The National Institutes of Health awarded Yale School of Public Health professor Heping Zhang a $7.5 million grant on Sept. 30 — one of the largest grants that Yale researchers have received so far under the federal government’s $787 billion stimulus package — to study infertility treatments.
Zhang’s Data Coordination Center team, which is part of the National Institute of Child Health and Human Development’s Reproductive Medicine Network, will use the grant money to study the drug Letrozole, which the team hopes will lead to a high rate of single births, which result in safer pregnancies.
Most fertility treatments currently on the market lead to multiple pregnancies, which increase the risk of birth defects and premature births.
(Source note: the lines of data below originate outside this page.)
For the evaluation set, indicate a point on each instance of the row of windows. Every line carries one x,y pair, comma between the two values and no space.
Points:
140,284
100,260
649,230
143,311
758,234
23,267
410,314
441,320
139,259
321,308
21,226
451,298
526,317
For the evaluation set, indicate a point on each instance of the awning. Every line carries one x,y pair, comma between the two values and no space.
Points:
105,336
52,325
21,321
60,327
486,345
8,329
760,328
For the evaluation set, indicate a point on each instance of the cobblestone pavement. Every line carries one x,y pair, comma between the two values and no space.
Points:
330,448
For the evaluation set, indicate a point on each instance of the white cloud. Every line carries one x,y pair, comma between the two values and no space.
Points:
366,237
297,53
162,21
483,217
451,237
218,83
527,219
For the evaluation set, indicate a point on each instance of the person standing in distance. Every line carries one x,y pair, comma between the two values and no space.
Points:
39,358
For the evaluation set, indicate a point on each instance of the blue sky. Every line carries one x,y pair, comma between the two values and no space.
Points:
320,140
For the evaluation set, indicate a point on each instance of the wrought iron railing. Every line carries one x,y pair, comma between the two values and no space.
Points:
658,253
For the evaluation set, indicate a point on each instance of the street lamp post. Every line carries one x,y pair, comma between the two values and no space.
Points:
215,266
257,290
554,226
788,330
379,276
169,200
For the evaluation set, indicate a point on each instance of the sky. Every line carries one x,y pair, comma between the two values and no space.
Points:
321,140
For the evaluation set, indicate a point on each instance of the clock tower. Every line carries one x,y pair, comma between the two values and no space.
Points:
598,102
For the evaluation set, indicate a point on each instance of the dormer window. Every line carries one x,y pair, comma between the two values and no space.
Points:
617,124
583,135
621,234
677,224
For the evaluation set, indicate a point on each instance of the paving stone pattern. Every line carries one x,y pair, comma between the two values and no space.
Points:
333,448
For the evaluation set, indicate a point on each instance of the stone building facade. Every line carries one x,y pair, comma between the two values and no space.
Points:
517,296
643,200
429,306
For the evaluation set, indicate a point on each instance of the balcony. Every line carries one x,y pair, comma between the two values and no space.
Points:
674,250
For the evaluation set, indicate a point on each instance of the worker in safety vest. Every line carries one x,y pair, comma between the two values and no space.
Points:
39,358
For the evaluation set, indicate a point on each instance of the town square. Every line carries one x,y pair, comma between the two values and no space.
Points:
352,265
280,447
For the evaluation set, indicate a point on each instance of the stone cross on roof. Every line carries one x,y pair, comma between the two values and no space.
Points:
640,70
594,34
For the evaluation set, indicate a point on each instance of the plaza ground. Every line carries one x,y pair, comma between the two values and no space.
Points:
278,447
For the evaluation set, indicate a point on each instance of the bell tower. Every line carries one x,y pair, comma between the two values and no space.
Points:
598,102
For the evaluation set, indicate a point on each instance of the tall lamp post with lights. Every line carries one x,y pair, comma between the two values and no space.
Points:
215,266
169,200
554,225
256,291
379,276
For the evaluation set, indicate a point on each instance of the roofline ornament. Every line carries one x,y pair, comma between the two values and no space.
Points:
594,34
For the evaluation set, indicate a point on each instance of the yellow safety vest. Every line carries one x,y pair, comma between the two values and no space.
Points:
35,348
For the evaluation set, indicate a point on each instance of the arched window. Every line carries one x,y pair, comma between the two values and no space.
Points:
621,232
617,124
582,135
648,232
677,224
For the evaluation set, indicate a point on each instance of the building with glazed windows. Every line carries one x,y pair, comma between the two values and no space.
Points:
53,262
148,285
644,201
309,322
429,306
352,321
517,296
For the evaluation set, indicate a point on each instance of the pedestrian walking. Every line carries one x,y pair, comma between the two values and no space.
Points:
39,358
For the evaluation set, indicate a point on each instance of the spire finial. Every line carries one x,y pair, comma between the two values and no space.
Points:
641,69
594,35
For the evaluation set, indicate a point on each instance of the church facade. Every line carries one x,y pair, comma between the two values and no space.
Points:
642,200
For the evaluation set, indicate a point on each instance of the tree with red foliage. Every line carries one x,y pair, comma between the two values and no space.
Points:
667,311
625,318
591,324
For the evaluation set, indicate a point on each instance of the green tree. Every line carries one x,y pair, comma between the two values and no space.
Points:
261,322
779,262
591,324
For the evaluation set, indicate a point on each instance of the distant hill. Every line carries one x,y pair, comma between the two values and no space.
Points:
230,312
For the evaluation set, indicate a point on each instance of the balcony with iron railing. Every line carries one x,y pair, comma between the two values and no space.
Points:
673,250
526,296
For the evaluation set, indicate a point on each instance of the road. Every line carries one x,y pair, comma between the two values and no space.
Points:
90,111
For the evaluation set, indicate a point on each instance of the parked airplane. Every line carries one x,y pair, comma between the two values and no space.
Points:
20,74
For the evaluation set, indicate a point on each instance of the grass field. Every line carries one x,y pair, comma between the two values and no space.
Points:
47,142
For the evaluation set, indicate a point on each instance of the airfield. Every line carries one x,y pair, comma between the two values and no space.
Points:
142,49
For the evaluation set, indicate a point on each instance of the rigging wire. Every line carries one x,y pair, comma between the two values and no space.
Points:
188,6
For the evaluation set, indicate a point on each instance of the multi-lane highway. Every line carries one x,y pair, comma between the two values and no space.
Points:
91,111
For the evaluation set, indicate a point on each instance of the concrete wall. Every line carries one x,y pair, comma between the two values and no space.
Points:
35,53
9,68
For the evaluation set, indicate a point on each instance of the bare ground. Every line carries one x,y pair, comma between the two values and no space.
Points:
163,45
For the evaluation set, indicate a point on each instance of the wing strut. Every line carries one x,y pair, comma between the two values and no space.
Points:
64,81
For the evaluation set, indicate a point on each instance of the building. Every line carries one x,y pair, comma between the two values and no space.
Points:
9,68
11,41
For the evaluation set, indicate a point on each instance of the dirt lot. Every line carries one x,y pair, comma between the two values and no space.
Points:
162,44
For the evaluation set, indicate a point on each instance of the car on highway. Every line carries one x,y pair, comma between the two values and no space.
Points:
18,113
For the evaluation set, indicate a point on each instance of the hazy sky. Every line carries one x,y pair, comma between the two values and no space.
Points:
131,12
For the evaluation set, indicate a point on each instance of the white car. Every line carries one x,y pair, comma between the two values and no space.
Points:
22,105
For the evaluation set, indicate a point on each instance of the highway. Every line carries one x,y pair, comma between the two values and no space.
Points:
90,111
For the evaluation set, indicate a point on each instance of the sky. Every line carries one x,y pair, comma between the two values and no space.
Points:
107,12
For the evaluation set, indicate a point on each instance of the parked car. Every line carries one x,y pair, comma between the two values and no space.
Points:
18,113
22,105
Zhang’s team plans to recruit 900 infertile women at seven clinical sites across the country for their two-year trial, then analyze the data.
Money from the grant, Zhang said, will pay for the Letrozole and the two common fertility drugs, Clomid and gonadotrophins, used in the study. The Investigational Drug Service, which supports clinical studies at Yale-New Haven Medical Center, will package the drugs so that neither doctor nor patient knows which drug each patient receives, said Meizhuo Zhang, the Data Coordination Center’s project director.
The money will also allow Heping Zhang’s team to recruit another staff member.
“Reducing multiple pregnancy rates could significantly reduce maternal and neonatal morbidity and mortality, as well as the cost of health care for these individuals and society,” he said.
About 10 to 15 percent of couples report that they are infertile, said Tracey Thomas SPH ’94, a project manager for the Data Coordination Center. Because infertility is a sensitive issue, Thomas added, many couples are reluctant to seek treatment.
The Reproductive Medicine Network has three other clinical trials in progress funded by a separate NIH grant, Thomas said. It is holding a trial studying the cause of polycystic ovarian syndrome, which causes irregular ovulation and is the leading cause of infertility.
Another trial is testing oxygen levels for embryos conceived by in vitro fertilization. Researchers are also studying whether varicocelectomy, which would fix varicose veins on the scrotum, leads to increased fertility.
The Reproductive Medicine Network was founded in 1989. Participating institutions include the University, the Milton S. Hershey Medical Center at Penn State, University of Pennsylvania, University of Vermont, Wayne State University, University of Michigan at Ann Arbor, University of Colorado at Denver and University of Texas at San Antonio.